A Genova in scena l’Elisir d’amore nella storica produzione firmata da Emanule Luzzati e Filippo Crivelli

A Genova in scena l’Elisir d’amore
A Genova in scena l’Elisir d’amore

Era il maggio 2004 quando Emanuele Luzzati creò, insieme al regista Filippo Crivelli, questo magico Elisir d’amore per la sua amata Genova e lo spettacolo sembra mantenere, a più di dieci anni dalla ‘premiere’, quella miscela di fresca ingenuità e raffinato gioco teatrale che lo caratterizzava.

Luzzati aveva infatti creato uno spazio scenico semplice, giocato sui colori del sole dove il teatro veniva semplicemente evocato attraverso i suoi strumenti di sempre (semplici quinte, teatrini, scatole magiche) che diventavano protagonisti, insieme agli artisti, della pièce.

Così anche oggi la leggera ironia dei tratti luzzatiani si abbina ad una  regia semplice e pulita che gioca sui piccoli sentimenti e sul ricordo (la sedia a dondolo, unica protagonista ad apertura di sipario che diverrà poi culla, alla sua chiusura, ai due giovani innamorati) vissuto, non come strumento di sterile ripiegamento ma piuttosto quale tonificante e sicuro stimolo nell’affrontare un futuro dai profili, ogni giorno, sempre più corrosi.

La campagna indefinita, descritta da Felice Romani, vive infatti di pennellate estive e morbide sfumature, ospitando un gioco scenico sobrio ma ricco di velato umorismo ( i soldatini di latta di Belcore) che, senza pretestuose gag o sterili lazzi, accompagna la trama con l’avvolgente cadenza di una calda lettura famigliare.

Francesco Meli resta, ad oggi, il Nemorino migliore che si possa desiderare e non tanto per la bellezza del timbro, sempre sapientemente cesellato, quanto per l’intelligenza e la raffinatezza dell’interprete che, in questo particolare ruolo, emerge con netta evidenza.

Attento ad ogni singola frase, il suo Nemorino alterna con misura i momenti musicali,  evidenziando, con l’uso della mezzavoce ma anche lunghe pause o ‘filati’, la peculiare scrittura donizettiana che in questo momento sembra  musicalmente voler dire altro, andare altrove e realizzare, nella figura del protagonista, un singolare eroe romantico che, davvero titanicamente, lotta per il suo amore con la sorte e le circostanze. Così la sua stoltezza diviene semplicità ed il suo amore per Adina,  poesia.

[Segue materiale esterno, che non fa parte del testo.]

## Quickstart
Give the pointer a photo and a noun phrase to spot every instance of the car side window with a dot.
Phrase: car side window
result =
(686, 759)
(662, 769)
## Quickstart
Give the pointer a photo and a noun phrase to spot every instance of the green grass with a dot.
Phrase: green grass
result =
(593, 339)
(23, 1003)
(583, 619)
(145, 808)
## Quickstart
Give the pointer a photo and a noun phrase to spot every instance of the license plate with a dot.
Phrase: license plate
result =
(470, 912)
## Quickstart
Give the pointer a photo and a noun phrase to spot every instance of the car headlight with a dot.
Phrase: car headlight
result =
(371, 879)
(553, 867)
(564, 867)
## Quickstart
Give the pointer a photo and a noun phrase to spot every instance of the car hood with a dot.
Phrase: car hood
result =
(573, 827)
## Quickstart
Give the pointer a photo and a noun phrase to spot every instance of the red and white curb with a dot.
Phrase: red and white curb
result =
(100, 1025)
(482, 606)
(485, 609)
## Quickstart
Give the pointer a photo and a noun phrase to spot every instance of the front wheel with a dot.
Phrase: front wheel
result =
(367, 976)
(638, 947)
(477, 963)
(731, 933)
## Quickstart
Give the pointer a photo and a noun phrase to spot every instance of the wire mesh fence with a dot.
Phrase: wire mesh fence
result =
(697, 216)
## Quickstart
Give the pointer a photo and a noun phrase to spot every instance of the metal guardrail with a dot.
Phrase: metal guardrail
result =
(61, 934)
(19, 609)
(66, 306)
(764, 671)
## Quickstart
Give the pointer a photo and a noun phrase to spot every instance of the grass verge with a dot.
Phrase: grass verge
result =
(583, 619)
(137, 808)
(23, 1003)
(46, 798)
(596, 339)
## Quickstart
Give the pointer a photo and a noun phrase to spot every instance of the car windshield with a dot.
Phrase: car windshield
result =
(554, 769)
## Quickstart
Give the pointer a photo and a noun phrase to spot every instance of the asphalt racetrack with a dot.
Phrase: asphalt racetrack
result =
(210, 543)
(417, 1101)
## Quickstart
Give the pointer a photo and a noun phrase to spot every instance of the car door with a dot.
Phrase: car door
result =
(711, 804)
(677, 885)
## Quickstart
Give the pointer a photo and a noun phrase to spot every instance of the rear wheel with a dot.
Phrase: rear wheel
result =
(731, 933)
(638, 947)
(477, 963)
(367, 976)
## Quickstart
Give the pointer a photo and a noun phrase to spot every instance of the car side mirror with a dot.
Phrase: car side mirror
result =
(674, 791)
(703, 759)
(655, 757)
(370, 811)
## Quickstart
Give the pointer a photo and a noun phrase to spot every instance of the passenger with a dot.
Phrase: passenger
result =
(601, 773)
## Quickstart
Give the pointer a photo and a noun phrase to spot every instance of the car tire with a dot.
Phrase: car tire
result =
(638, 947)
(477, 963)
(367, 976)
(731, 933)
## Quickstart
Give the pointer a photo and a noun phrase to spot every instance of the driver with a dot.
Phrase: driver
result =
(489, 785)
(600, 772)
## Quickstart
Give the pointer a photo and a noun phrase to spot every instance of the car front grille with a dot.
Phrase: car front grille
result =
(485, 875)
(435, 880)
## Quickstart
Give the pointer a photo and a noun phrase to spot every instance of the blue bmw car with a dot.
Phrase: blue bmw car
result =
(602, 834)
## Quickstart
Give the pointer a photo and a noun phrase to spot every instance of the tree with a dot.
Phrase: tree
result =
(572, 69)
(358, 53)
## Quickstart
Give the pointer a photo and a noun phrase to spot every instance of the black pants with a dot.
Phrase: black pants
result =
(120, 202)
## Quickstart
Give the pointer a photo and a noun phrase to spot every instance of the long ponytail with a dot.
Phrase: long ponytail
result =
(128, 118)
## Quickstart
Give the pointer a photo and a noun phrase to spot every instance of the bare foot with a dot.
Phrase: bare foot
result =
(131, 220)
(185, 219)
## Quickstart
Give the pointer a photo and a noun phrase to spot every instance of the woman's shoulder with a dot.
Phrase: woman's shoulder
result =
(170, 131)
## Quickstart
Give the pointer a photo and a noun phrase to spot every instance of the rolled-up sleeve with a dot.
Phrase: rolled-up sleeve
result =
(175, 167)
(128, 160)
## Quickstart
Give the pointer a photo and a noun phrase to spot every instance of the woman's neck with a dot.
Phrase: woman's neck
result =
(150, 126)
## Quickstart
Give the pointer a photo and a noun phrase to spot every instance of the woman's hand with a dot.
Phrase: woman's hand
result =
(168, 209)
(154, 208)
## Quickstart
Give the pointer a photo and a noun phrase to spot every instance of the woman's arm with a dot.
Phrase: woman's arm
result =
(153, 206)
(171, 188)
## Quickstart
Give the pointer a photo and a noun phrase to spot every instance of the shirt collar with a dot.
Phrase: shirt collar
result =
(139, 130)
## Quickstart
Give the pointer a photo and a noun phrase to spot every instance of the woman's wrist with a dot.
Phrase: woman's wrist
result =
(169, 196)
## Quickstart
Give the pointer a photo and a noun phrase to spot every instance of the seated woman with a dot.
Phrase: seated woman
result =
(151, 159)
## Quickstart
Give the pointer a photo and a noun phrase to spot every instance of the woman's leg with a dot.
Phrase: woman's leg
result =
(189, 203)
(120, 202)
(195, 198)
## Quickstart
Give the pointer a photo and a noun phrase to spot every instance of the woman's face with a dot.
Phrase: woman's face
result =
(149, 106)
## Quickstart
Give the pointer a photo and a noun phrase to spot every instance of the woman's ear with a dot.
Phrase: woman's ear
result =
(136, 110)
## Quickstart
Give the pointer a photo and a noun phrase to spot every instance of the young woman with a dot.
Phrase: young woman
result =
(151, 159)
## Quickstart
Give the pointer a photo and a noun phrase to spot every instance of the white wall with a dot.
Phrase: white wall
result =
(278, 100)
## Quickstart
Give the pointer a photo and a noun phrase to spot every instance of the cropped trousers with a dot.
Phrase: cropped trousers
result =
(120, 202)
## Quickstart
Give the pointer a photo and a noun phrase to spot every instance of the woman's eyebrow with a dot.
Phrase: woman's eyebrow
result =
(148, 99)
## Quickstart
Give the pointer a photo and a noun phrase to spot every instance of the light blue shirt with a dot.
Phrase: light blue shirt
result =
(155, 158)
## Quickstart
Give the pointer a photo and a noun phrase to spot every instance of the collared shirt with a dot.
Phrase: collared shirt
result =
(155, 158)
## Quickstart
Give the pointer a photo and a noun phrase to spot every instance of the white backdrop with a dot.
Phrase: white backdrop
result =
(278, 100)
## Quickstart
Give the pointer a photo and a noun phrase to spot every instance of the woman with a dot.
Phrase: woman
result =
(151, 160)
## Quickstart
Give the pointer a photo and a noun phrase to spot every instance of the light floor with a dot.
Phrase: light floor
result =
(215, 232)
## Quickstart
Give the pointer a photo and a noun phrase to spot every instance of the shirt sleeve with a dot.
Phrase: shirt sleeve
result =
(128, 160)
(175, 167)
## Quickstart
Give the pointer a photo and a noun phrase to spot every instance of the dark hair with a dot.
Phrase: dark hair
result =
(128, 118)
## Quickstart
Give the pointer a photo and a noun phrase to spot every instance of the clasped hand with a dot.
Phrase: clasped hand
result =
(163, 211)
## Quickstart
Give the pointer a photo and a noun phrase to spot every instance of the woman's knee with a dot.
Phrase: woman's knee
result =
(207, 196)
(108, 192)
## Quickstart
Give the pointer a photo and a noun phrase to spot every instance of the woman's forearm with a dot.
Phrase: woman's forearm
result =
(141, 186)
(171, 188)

Un bel lavoro dunque quello del giovane artista su questo personaggio, che sembra ancora cresciuto dal punto di vista teatrale, acquisendo un’infinità di sfumature e di raffinate chiavi espressive.

Ugualmente ben aderente al suo ruolo l’Adina di Serena Gamberoni, sempre musicalmente precisa, che, con la peculiare vocalità che la caratterizza, ben tratteggiava nel personaggio, quella miscela di garbata e fanciullesca freschezza che ne distingue i tratti.

Ottimamente in linea con i colleghi, sotto il profilo prettamente teatrale, si poneva il Dulcamara di Alfonso Antoniozzi che, finalmente privato di una comicità che non gli appartiene, lascia lazzi e numeri al suo servitore e si pone come un vero venditore moderno che, sapendo ben usare ad effetto la parola (certo con più raffinatezza ed arguzia degli attuali colleghi) in un villaggio di analfabeti, mal si trova quando deve fronteggiarsi con Adina,  che ben la conosce.

Un bel gioco di ruoli dunque, teatralmente convincente e dinamico, dal quale non si sottraeva il Belcore, un po’ sfocato vocalmente ma teatralmente convincente, di Federico Longhi.

Completavano il cast Marta Calcaterra (Giannetta) ed il mimo Luca Alberti.

Il M° Daniel Smith guidava con piglio energico e serrato l’Orchestra del Teatro Carlo Felice, riuscendo ad ottenere, da solisti e coro, compattezza e giusto amalgama musicale.

Teatro Carlo Felice gremito e successo pieno (con bis de “Una furtiva lacrima “) per tutti gli interpreti ed il Direttore.